Of course, Watchmen does not have a definitive and tidy ending. Tellingly, Dr. Manhattan's last words are, "Nothing ever ends," leaving Ozymandias to question the success of his plan. Rorschach's journal, which contains Ozymandias' secret, is on the verge of publication. The story, therefore, remains open. Given the nature of the Watchmen universe the "happy ending" may be fleeting. There is a looming potential for darker times to come.
So, while the ending to Watchmen is weak, it remains only a minor flaw in a major work. There is just enough ambiguity ("Nothing ever ends") to argue that Watchmen succeeds despite its flaws. To me, it remains a great work of art. Each reading proves that it is one of the most important and profound comic series of all time.
Interesting - I've always seen the 'simplicity' of Veidt's plan as being like Alexander's solution to the Gordian Knot; crude, but effective.
ReplyDeleteFor me, the big letdown in Chapter 12 is the bullet-catching; pretty much comes from nowhere, and it didn't really work for me!
Mind you, after the cliffhanger of Chapter 11, the final chapter was always going to be hard to follow...
Hello from London, by the way - old-time reader of WIP (had a letter published in one issue, I seem to recall), and good to see your writing is freely available again!
J
John,
ReplyDeleteThanks for the nice words.
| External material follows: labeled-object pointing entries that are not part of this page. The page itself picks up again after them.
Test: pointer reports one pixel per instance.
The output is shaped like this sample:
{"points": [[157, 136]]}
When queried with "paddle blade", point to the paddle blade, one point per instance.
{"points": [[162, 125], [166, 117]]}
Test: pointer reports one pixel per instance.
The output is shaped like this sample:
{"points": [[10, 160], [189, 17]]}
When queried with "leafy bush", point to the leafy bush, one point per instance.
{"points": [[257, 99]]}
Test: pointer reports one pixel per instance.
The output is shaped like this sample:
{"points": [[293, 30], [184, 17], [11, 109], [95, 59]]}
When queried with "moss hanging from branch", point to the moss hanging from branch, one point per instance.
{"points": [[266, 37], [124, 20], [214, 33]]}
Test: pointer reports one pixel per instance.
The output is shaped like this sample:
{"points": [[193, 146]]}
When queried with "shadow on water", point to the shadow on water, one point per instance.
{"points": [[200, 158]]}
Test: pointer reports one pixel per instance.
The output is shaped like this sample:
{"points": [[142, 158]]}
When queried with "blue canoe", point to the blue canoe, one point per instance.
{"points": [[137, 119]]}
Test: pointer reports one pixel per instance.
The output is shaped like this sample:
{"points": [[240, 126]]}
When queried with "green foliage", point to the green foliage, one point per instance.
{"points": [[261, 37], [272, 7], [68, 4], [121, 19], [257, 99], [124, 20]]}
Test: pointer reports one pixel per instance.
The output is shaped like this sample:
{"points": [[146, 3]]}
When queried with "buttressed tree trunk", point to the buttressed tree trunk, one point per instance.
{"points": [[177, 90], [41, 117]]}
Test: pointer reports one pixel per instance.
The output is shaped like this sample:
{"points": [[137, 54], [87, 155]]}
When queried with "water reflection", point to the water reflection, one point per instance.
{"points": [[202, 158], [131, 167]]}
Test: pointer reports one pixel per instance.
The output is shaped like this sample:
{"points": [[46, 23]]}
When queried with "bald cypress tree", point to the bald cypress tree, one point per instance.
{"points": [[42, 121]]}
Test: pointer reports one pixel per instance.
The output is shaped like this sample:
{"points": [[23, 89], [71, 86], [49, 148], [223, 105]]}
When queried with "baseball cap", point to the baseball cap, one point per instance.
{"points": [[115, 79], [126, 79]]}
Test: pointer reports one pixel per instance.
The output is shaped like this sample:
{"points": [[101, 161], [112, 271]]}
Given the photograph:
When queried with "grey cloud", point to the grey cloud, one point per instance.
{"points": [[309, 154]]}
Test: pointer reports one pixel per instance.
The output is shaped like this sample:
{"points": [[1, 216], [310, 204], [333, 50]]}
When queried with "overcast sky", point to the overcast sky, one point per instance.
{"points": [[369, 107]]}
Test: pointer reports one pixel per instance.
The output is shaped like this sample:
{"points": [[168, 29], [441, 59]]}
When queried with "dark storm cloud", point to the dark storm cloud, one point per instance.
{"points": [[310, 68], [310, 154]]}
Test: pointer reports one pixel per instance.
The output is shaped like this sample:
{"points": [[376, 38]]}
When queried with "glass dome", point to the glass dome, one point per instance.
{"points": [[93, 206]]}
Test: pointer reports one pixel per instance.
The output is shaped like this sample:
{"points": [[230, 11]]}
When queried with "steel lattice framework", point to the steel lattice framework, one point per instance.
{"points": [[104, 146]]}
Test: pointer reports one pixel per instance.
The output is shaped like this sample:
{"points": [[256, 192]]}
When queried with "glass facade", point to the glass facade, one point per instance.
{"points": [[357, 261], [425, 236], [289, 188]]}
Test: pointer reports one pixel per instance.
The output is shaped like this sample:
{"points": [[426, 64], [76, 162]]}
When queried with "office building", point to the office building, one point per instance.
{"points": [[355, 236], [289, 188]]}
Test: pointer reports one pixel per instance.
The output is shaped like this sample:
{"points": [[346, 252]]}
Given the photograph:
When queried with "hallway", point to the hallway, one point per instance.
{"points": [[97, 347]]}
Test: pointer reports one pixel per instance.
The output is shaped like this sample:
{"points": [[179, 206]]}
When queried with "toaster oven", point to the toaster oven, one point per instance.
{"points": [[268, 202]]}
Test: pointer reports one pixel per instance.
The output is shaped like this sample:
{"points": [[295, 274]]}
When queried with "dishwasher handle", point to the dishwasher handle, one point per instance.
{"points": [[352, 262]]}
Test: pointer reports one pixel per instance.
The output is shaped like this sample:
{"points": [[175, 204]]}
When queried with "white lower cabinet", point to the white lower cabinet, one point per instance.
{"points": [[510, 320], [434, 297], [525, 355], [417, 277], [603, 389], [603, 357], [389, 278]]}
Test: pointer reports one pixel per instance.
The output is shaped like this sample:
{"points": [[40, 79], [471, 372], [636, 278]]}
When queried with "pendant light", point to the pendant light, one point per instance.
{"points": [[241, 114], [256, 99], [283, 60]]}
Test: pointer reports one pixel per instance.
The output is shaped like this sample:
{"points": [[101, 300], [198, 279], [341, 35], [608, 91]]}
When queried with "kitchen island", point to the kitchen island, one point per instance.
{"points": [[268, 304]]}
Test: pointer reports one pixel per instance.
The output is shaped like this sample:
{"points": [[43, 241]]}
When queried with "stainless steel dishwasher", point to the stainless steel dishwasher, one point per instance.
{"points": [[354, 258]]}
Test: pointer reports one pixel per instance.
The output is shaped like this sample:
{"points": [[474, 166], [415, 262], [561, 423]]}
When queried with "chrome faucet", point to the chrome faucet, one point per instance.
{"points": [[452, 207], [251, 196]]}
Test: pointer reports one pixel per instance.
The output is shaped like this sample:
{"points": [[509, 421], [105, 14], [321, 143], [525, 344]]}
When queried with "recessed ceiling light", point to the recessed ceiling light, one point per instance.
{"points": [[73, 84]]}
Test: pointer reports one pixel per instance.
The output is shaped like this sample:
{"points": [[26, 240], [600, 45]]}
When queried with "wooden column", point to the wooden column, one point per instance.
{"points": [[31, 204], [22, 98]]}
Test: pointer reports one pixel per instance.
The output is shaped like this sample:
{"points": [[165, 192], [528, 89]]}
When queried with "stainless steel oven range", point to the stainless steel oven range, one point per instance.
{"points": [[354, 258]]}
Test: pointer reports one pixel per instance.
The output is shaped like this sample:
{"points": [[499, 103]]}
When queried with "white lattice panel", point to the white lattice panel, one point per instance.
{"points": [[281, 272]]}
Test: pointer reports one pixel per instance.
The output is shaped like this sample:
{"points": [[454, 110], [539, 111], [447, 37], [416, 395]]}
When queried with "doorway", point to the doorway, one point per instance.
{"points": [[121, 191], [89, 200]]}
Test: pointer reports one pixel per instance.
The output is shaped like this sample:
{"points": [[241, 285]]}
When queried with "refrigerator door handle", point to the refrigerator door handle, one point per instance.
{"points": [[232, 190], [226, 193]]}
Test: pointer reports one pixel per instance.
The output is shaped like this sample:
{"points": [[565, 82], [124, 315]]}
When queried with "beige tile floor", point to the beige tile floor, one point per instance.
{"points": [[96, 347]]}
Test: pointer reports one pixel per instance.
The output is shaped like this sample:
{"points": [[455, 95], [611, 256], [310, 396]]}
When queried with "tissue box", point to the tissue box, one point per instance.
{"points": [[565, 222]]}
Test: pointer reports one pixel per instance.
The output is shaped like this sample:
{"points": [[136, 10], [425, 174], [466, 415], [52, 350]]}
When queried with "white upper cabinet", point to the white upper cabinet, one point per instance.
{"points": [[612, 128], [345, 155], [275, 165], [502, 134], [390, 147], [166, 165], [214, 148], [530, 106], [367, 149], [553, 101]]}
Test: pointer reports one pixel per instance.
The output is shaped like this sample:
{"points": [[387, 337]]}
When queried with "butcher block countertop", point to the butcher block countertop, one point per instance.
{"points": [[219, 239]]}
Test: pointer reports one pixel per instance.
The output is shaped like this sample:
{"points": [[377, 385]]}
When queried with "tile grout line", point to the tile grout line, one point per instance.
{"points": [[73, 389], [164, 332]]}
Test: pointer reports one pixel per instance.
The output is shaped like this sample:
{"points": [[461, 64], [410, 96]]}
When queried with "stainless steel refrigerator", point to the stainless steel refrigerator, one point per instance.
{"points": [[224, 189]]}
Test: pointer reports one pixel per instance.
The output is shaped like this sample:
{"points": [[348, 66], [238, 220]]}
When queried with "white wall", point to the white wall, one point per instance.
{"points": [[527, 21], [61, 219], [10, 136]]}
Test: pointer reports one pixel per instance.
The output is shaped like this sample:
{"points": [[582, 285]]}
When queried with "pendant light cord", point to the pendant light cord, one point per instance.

I forgot about the bullet catching. I think Moore was trying to establish Ozymandias as an "almost-Superman" (what better way than catching a bullet) to make him seem more threatening. (Don't forget, he killed the Comedian, and took down Rorschach and Night Owl in a matter of moments.)
I must say I am very excited about the film. I know they changed the ending slightly. I may be in the minority in thinking that this change could be an improvement. We'll see.